In recent years, with the increasing use of dual-energy technology, the optimization of tissue contrast became possible by using virtual mono-contrast images obtained at low keV [27,28]. In a similar approach, the use of a frequency-selective nonlinear blending algorithm significantly improved tissue contrast [29]. The approval of a 1st generation photon-counting detector CT has given an additional impetus to assess its strengths and limits resulting from the more efficient exploitation of the spectral information. Eliminating electronic noise, the PCD-CT increases lesion delineation, and by means of reading virtual mono-contrast images at lower keV, also increases the tissue contrast that is supposed to be beneficial for lesion depiction. Hence, using technological advancement, requirements that are considered mandatory such as multiphasic contrast protocols could be disputed again.
At this point, the emerging CT technique called photon-counting detector CT could be used for the purpose of dose reduction by maintaining image quality. The main difference between a conventional energy-integrating detector CT and a PCD-CT is that the former uses indirect conversion technology, with a layer of scintillators converting X-ray photons into visible light which are consequently detected by a photodiode and converted into electronic signals, whereas the latter directedly converses X-ray photons into electron–hole pairs by using a semiconductor detector material with a better electron yield. Electronic noise is usually detected as a low-amplitude signal, and thus by setting the low-energy threshold to be slightly higher than the energy level associated with the electronic noise signal amplitude, electronic noise can be excluded readily from the measured count data.
Low-energy threshold images (referred to as T3D by the manufacturer) were developed as a surrogate of classical polychromatic 120 KVP images including photon energies from 20 keV to 120 keV. The way in which these polychromatic energies are weighed increases image contrast, which proved superior to classical 120 KVP; which again, seems to explain, in addition, the lesser impact of low keV images over T3D in our study compared to previous reports [11,30,31].
Our study has some limitations. First, it is just a preliminary study as our series does not have enough subjects for a vast statistical evaluation. Second, the standard of care, which in this case was MRI and CT follow-up, was performed within a time window that theoretically might have changed the number of lesions detectable by CT as compared to MRI. Third, this study does not intend to question the benefit of multiphasic imaging protocols generally. For many clinical questions, e.g., while dealing with the assessment of treatment response or for characterization of certain tumor entities, multiphasic protocols still have their justifications. Nevertheless, a reevaluation of established examinational protocols should be taken into consideration given that image quality is rapidly improving.
In summary, the additional arterial contrast phase showed a better contrast ratio for the lesion-to-background ratio compared to the portal venous contrast phase. Especially at 40 keV, the arterial phase showed the best results for the detection of hyper-arterialized HCC lesions. However, these objective findings were not confirmed by the subjective reading of the radiologists. In light of currently tighter regulations with respect to patient dose, these preliminary results should prompt larger studies aimed at the optimization of CT examinational protocols in the era of PCD-CT.

Author Contributions

Methodology, J.W.; Validation, M.F.F.; Resources, F.T.; Writing–original draft, A.E., M.H. and F.H.; Writing–review & editing, K.N., N.V., S.O.S. and F.B. All authors have read and agreed to the published version of the manuscript.

Funding

The support from the Open Access Publication Fund of the University of Tübingen.
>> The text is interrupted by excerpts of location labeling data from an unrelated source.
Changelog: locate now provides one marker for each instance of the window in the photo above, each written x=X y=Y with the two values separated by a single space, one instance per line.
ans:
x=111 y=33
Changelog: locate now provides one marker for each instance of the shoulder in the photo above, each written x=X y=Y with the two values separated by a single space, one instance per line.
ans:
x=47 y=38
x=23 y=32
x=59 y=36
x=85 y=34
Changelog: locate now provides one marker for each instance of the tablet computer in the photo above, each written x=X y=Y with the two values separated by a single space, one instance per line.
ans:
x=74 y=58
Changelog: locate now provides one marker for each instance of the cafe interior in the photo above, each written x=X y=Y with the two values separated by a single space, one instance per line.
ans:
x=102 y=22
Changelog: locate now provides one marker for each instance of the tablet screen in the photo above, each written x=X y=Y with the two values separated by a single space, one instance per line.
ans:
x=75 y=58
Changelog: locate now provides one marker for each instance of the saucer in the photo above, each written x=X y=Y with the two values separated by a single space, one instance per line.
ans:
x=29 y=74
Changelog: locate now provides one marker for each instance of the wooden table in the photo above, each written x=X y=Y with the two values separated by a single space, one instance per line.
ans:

Institutional Review Board Statement

The study was conducted according to the guidelines of the Declaration of Helsinki and approved by the Institutional Review Board of the university hospital of Tuebingen (696/2021BO1, 8 December 2021).

Informed Consent Statement

Patient consent was waived due to the retrospective nature of this study.

Data Availability Statement

Data is contained within the article.

Conflicts of Interest

The authors declare no conflict of interest.

Abbreviations

CNR: contrast-to-noise ratio; studies: volumetric CT dose index; DLP: dose-length product; DSCT: dual-source CT; PCD-CT: photon-counting detector CT; SNR: signal-to-noise ratio.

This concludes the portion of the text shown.